Objectives: To assess the relationship between (a) chemotherapy and monoclonal antibody (mAb) treatments and (b) depressive symptoms and quality of life (QOL) in patients with breast cancer.
Sample & Setting: 182 women with breast cancer in Spain who were undergoing chemotherapy with or without mAbs.
Methods & Variables: An observational, cross-sectional study was carried out. The European Organisation for Research and Treatment of Cancer (EORTC) QOL Questionnaire–Core 30 and the EORTC QOL Questionnaire–Breast Cancer were used to assess QOL. Patients were screened for depressive symptoms using the Beck Depression Inventory-II.
Results: No relationship was found between the use of mAbs with chemotherapy and QOL, except for incidence of diarrhea. However, depressive symptoms had a negative and highly significant influence on the majority of the QOL parameters.
Implications for Nursing: The presence of depressive symptoms negatively affects QOL. Used concurrently, mAbs and chemotherapy do not negatively influence QOL, but some adverse effects, such as diarrhea, are common.

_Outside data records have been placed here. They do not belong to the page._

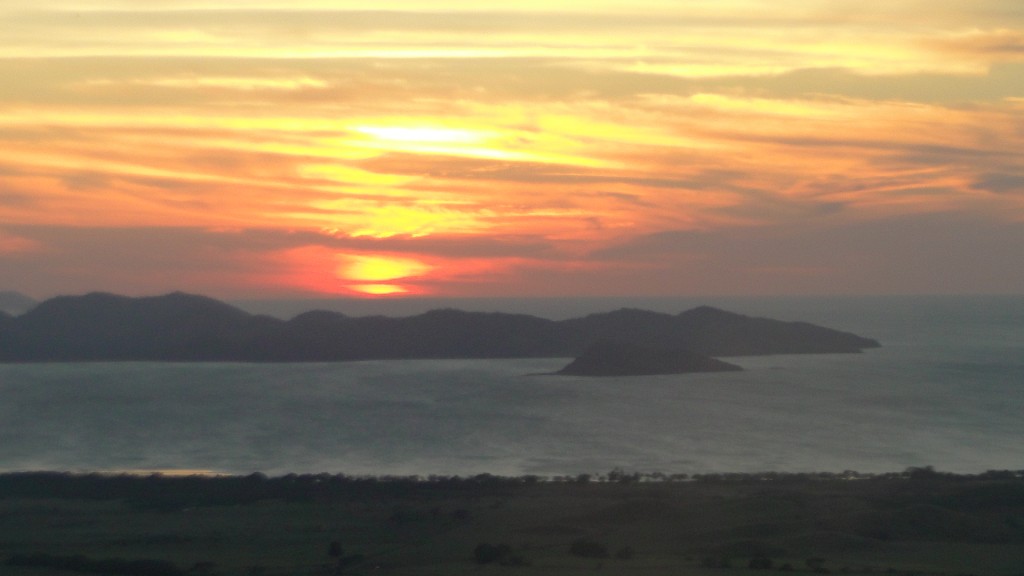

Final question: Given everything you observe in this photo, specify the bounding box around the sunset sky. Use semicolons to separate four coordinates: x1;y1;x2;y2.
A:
0;0;1024;298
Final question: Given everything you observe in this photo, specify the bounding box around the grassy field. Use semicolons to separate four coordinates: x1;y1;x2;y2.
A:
0;469;1024;576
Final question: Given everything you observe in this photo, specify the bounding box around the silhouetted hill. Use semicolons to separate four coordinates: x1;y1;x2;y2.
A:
0;292;281;361
556;340;742;376
0;293;879;362
0;290;39;316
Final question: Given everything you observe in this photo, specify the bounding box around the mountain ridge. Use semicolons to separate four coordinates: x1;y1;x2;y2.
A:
0;292;880;362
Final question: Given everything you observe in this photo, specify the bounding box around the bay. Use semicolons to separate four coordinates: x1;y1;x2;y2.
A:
0;296;1024;476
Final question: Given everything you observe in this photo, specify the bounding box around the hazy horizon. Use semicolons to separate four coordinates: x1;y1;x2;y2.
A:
0;0;1024;305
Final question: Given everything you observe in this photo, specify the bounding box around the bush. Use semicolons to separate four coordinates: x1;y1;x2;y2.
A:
569;540;609;558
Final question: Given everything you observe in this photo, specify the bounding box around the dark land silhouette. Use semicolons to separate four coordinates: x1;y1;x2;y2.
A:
556;340;742;376
0;292;879;362
0;467;1024;576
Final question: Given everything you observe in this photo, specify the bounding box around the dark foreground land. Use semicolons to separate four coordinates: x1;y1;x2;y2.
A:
0;468;1024;576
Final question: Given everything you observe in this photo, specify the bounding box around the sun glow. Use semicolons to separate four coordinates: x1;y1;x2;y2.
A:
337;255;433;296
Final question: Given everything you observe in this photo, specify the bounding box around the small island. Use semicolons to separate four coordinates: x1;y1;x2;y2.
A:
555;340;742;376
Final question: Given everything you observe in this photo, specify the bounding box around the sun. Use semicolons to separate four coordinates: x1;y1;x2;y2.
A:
337;254;434;296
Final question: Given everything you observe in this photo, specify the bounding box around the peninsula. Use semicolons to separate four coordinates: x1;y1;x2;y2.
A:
0;292;879;362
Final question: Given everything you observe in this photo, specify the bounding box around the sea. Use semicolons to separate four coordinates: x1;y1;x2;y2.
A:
0;296;1024;478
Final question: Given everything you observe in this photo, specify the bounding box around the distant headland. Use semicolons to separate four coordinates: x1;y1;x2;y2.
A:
0;292;880;362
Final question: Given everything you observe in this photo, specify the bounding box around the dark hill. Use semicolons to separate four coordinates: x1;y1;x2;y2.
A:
0;293;879;362
0;292;281;361
557;340;742;376
0;290;39;316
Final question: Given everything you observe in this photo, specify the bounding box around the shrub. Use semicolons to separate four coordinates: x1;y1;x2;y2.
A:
569;540;609;558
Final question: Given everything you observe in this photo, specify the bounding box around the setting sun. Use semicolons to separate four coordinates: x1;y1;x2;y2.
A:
338;255;433;296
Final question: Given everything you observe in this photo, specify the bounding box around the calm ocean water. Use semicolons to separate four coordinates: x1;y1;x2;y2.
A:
0;296;1024;476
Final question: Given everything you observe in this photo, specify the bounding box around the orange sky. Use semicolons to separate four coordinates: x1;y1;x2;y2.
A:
0;0;1024;297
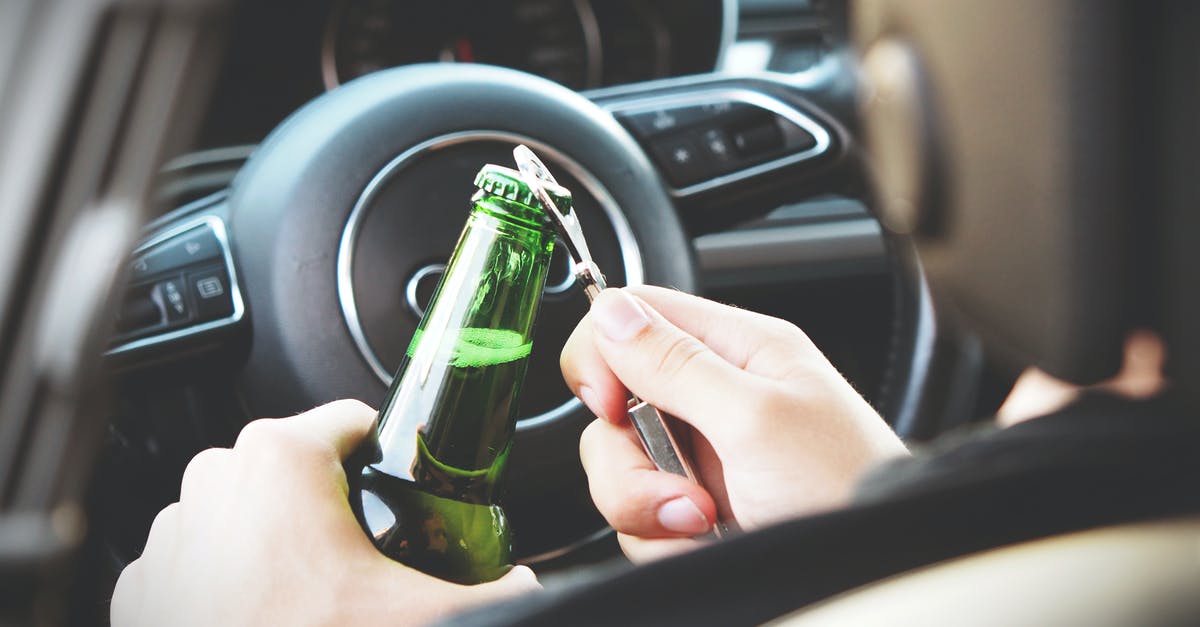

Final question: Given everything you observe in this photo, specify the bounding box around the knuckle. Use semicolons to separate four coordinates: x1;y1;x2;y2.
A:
325;399;374;414
146;502;179;540
179;448;229;498
580;418;605;473
654;335;707;381
233;418;287;452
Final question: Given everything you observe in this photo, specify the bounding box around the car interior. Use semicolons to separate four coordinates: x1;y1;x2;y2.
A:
0;0;1200;625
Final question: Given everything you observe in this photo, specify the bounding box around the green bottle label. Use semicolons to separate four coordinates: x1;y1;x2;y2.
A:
350;166;569;584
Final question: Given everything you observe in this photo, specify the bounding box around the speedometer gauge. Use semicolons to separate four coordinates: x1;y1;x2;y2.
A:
322;0;602;89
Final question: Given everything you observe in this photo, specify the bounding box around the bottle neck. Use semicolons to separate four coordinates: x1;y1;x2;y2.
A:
373;197;553;503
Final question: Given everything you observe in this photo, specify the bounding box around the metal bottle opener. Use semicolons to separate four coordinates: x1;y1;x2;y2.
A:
512;144;725;538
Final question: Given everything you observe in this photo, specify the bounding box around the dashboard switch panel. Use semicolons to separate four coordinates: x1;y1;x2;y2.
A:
108;215;244;354
610;89;832;196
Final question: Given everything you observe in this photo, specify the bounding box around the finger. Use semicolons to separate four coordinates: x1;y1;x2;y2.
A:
142;502;179;557
484;566;541;597
234;400;376;460
558;316;629;424
179;448;233;501
580;420;716;538
617;533;707;563
108;560;145;625
589;289;766;442
626;285;826;380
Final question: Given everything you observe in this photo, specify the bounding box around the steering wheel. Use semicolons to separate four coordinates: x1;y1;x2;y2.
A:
112;65;928;561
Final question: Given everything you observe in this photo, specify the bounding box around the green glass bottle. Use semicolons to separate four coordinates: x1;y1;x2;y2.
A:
350;165;571;584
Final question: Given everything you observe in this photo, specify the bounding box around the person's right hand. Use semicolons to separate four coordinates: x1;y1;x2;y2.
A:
560;286;906;560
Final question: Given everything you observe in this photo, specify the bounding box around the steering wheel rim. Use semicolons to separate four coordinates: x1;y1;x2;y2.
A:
229;65;696;557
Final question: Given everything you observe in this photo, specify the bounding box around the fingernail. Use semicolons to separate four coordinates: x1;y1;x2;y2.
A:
659;496;712;536
580;386;608;420
592;289;650;342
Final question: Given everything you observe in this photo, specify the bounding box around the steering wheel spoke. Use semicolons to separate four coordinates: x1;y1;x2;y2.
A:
107;190;246;369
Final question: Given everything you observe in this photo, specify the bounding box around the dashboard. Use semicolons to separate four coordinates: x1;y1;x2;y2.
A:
198;0;736;149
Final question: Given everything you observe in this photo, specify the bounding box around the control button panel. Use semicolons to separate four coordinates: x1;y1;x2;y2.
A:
614;90;829;191
109;216;242;353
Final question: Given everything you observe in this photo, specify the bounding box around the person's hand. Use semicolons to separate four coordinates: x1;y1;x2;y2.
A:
560;286;906;560
112;401;538;626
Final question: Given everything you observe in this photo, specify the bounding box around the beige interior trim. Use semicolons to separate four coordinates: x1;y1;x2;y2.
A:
770;518;1200;627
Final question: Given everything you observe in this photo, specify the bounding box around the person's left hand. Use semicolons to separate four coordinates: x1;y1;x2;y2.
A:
112;401;539;626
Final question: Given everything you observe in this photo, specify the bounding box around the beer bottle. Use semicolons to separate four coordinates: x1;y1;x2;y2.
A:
350;165;571;584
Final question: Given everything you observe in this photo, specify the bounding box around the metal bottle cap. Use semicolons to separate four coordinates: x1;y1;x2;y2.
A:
475;163;571;211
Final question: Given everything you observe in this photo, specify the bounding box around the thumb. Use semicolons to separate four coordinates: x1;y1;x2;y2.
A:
473;566;541;601
589;289;755;441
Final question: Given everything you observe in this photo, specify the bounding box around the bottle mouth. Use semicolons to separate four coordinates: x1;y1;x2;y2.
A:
475;163;572;214
470;190;554;233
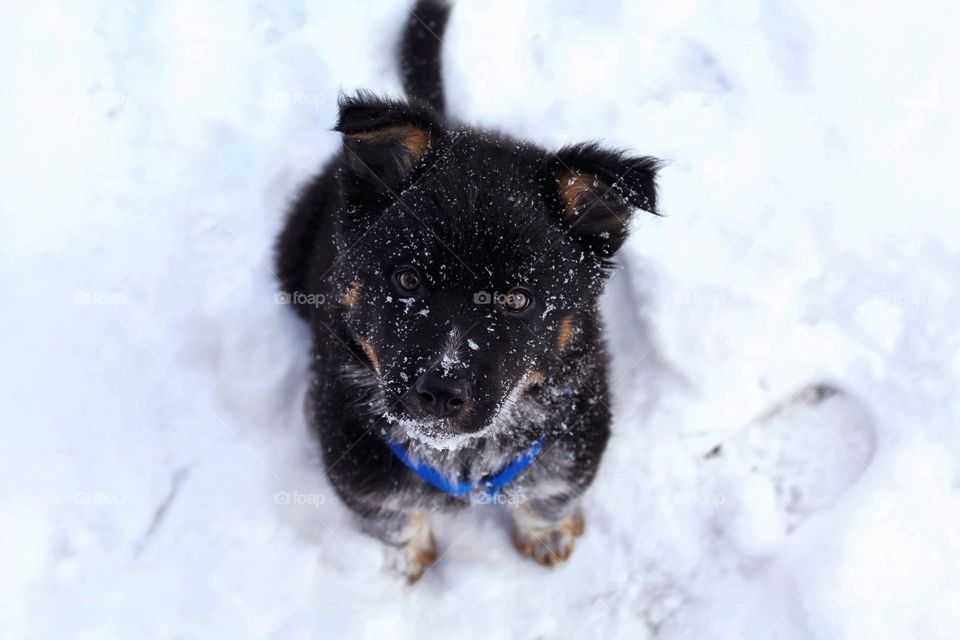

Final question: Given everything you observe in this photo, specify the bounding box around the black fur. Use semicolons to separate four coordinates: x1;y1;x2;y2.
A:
276;2;657;568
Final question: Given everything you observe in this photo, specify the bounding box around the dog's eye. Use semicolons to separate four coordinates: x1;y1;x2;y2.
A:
503;287;533;313
393;267;420;291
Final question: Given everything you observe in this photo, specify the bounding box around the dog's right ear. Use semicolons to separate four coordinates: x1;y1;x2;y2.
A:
334;92;441;195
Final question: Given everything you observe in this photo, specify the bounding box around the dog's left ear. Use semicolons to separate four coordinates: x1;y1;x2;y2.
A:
334;92;440;194
555;144;660;258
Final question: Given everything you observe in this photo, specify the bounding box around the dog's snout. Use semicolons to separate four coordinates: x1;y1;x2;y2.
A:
414;373;470;418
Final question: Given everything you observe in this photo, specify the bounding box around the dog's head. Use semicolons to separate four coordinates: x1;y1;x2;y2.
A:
326;94;657;446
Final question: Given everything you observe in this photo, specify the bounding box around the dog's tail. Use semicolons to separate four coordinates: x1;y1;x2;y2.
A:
400;0;450;113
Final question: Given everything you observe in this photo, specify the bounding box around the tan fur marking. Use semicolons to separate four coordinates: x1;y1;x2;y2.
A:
557;315;576;351
387;511;437;584
523;369;546;391
351;124;431;169
557;169;597;220
513;507;584;567
357;338;380;373
340;280;363;309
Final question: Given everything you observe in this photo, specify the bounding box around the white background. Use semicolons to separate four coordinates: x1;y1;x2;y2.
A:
0;0;960;639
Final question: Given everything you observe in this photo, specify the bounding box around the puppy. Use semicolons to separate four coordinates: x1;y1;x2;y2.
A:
276;1;658;581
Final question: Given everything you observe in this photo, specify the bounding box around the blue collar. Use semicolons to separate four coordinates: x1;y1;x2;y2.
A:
384;435;546;496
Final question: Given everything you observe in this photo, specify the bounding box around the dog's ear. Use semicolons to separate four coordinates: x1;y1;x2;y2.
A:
334;92;440;194
555;144;660;258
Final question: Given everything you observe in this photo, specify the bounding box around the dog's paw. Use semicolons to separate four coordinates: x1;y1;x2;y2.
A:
386;514;437;584
513;509;583;567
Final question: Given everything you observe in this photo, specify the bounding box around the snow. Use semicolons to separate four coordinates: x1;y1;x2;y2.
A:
0;0;960;639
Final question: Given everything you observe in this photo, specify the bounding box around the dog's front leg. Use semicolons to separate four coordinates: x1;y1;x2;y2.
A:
513;497;583;567
361;510;437;583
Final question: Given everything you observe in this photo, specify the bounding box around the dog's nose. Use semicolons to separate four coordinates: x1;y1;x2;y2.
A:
414;373;470;418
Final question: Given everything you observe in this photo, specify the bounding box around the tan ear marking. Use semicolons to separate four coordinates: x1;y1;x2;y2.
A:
557;169;598;220
340;280;363;309
350;124;431;169
557;314;576;352
523;369;546;392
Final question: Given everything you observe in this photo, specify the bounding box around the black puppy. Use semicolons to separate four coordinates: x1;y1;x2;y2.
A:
277;2;658;580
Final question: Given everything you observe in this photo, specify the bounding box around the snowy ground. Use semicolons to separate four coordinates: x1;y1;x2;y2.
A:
0;0;960;640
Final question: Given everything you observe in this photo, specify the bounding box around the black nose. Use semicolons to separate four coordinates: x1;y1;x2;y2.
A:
413;373;470;418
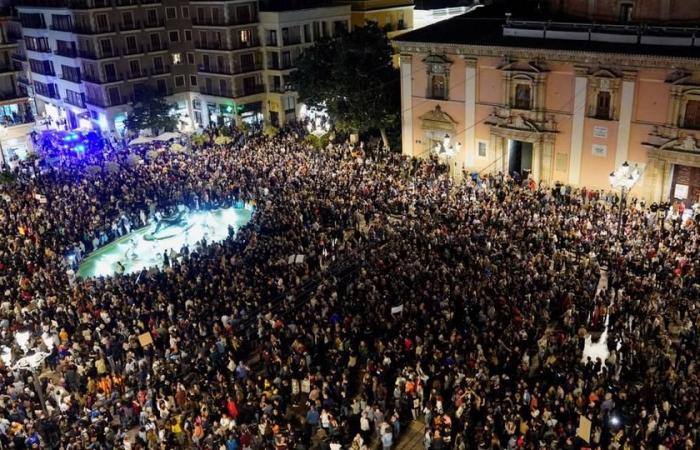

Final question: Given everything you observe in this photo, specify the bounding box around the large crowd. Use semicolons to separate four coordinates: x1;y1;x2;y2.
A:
0;124;700;450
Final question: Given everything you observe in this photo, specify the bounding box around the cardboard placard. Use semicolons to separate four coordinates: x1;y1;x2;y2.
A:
139;332;153;347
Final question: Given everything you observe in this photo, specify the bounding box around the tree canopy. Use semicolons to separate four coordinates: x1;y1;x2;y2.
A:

Breast cancer is the most common malignancy diagnosed in women worldwide (Sung et al., 2021). Treatment with chemotherapy has had an important impact on the prognosis of individuals diagnosed with breast cancer, significantly improving their overall survival and disease-free survival (Rossi et al., 2015) and quality of life (QOL) (So et al., 2010). Nevertheless, about 30% of women who are initially diagnosed with early-stage disease still eventually develop metastatic disease (Redig & McAllister, 2013). The emergence of cancer immunotherapies and other strategies for treating tumor cells has been promising in the treatment of breast cancer, particularly when compared to conventional treatments, which lack tumor selectivity and cause more side effects (García-Aranda & Redondo, 2019). Immunotherapies in the form of monoclonal antibodies (mAbs), such as trastuzumab and pertuzumab, have had an impact on human epidermal growth factor receptor 2 (HER2)–positive breast cancer treatment through antibody-dependent cellular cytotoxicity.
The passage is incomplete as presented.